The Antifascist Classroom: Education in Soviet-occupied Germany 1945-1949
Benita Blessing
About the research
Award
NAEd/Spencer Postdoctoral Fellowship
Award Year
2003
Institution
Ohio University
Primary Discipline
History
After twelve years of exposure to National Socialist (Nazi) teachings, young people in the Soviet occupation zone of postwar Germany found themselves confronted with a new kind of education: antifascist, democratic reeducation. Begun with the reopening of schools in October 1945, it lasted until the founding of the German Democratic Republic (GDR) in 1949. The reform’s architects, German educational administrators who had resisted Nazism, blamed a socially divisive, class-based school system for the failure of educators and pupils to resist Nazi ideology. The postwar “new school,” as its planners called it, was to equip pupils with a new, antifascist sense of their nation and their place within it. Against a politically tumultuous background of rising Cold War tensions, educational administrators in the Soviet zone gradually filled in the framework for the “new school” with clear pedagogical guidelines. Three reform ideas dominated their plans: replace the three-tracked secondary school with a comprehensive “unity school” model, eliminate religious instruction, and introduce coeducational classrooms. This break with German pedagogical tradition, they believed, would result in the creation of a truly antifascist citizenry. At the same time, this commitment in the Soviet zone to a revolutionary new school system highlighted and contributed to the emerging differences between eastern and western Germany. An evaluation of the development of antifascism in Soviet zone schools, attended by over two and a half million young people a year, is overdue. My project examines the evolution of this antifascist, democratic reeducation program of the Soviet occupation zone from 1945 to 1949. Much of the research for this manuscript stems from my dissertation of 2001; the present study, however, will focus more on children’s voices during this time period. Thus drawing on scholarship from education and history and evaluating a representative sample of young people’s schoolwork, I analyze educators’ plans for the new school system as well as pupils’ experiences in the antifascist classroom.

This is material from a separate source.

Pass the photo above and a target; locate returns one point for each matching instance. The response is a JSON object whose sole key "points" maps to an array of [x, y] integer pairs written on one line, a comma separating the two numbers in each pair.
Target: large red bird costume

This study contributes to a dialogue between educational and social history scholarship for postwar Germany. The “new school” became the physical and ideological space where official memories and traditions met with group and individual experiences, creating an antifascist consciousness. By analyzing the Soviet zone school from the perspective of young people’s role in nation-building within the school community, this study offers a unique approach to the historiography of postwar Germany and the relationship between school and state. It demonstrates how the experiences of pupils in the classrooms of the “new school” affected young people’s relationship to the Soviet zone community and to the German past, showing how educators and parents also shaped and were shaped by antifascist lessons. Schools are not perfect instruments of social control, and the “new school” was no exception. Its influence did not extend to indoctrinating citizens, but antifascist education did uniquely influence how individuals and groups saw themselves and the new Germany.
About Benita Blessing
Dr. Blessing earned a B.A. in German and French at Trinity University, an M.A. in International Policy Studies and German from the Monterey Institute of International Studies, and a joint Ph.D. in History and Educational Policy Studies from the University of Wisconsin at Madison. She is assistant professor for European women’s and gender history at Ohio University. She was previously a fellow at the Institute of European History in Mainz, Germany; at the European University Institute in Florence, Italy; and at Humboldt University in Berlin. She has also studied and worked extensively in France and Sweden. Her research focuses on the social and cultural history of Western Europe. Currently, she is finishing a manuscript on gender differences in the antifascist democratic education programs of the German Democratic Republic.